Pak Fuad memang sengaja mengumpulkan semua anggota keluarganya supaya proses perkenalan antara kedua belah pihak keluarga bisa lebih maksimal.
"Si Zona ke mana, sih, tadi? Ntar tamunya dateng, dia belum ada." Bu Rahma kebingungan mencari anak bungsunya yang entah ada di mana.
"Tadi pamit ke rumah Dek Fahira," jawab Romi yang tadi memang dipamiti oleh Zona.
Rumah milik keluarga Sora ini memang dikelilingi oleh rumah saudara - saudara dekat dari pihak Ibu. Di sebelah utara ada rumah Pak Gunawan, kakak ke empat Bu Rahma. Di sebelah barat ada rumah Pak Yanto, kakak pertama Bu Rahma. Dan di sebelah selatan, ada rumah Pak Yusuf, kakak ke lima Bu Rahma.

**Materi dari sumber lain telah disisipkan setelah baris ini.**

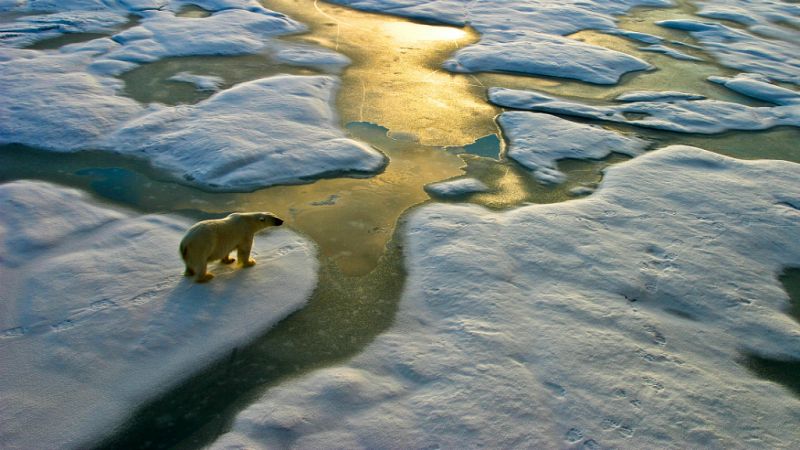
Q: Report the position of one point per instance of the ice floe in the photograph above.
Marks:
(51, 101)
(613, 321)
(537, 141)
(276, 130)
(755, 86)
(777, 59)
(96, 316)
(684, 116)
(227, 32)
(456, 188)
(543, 54)
(527, 36)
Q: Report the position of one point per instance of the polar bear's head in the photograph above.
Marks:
(259, 220)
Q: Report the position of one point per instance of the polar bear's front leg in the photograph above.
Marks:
(201, 274)
(243, 253)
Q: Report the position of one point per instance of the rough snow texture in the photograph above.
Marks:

Di sebelah timur tidak ada rumah, adanya jalan raya. Ya, rumah Sora memang terletak di pinggir jalan raya propinsi, sehingga agak berisik.
Tak jarang Sora harus menyaksikan peristiwa kecelakaan - kecelakaan lalu lintas yang nahas. Semua terjadi tepat di depan rumahnya.
Sementara arah rumah Sora ke barat, sekitar 10 meteran, ada rel kereta api. Lengkap, depan belakang berisik. Dan di rel kereta api itu juga pernah terjadi kecelakaan.
Wajar jika banyak orang menganggap daerah rumah Sora terkenal angker.
Terlebih rumah yang mereka tempati ini adalah rumah warisan dari Kakek dan Nenek Sora dari pihak Ibu. Rumah tua yang sudah ada sejak zaman penjajahan. Penunggunya juga pasti lebih tua dibandingkan yang berada di bangunan - bangunan baru.
Tapi untung lah selama tinggal di rumah itu tak pernah ada peristiwa horor yang berarti. Paling hanya kadang dipanggil seseorang tak kasat mata, atau ada sosok yang menyerupai anggota keluarga.
Biasanya justru tamu sih yang sering dikerjai. Diajak berkenalan mungkin.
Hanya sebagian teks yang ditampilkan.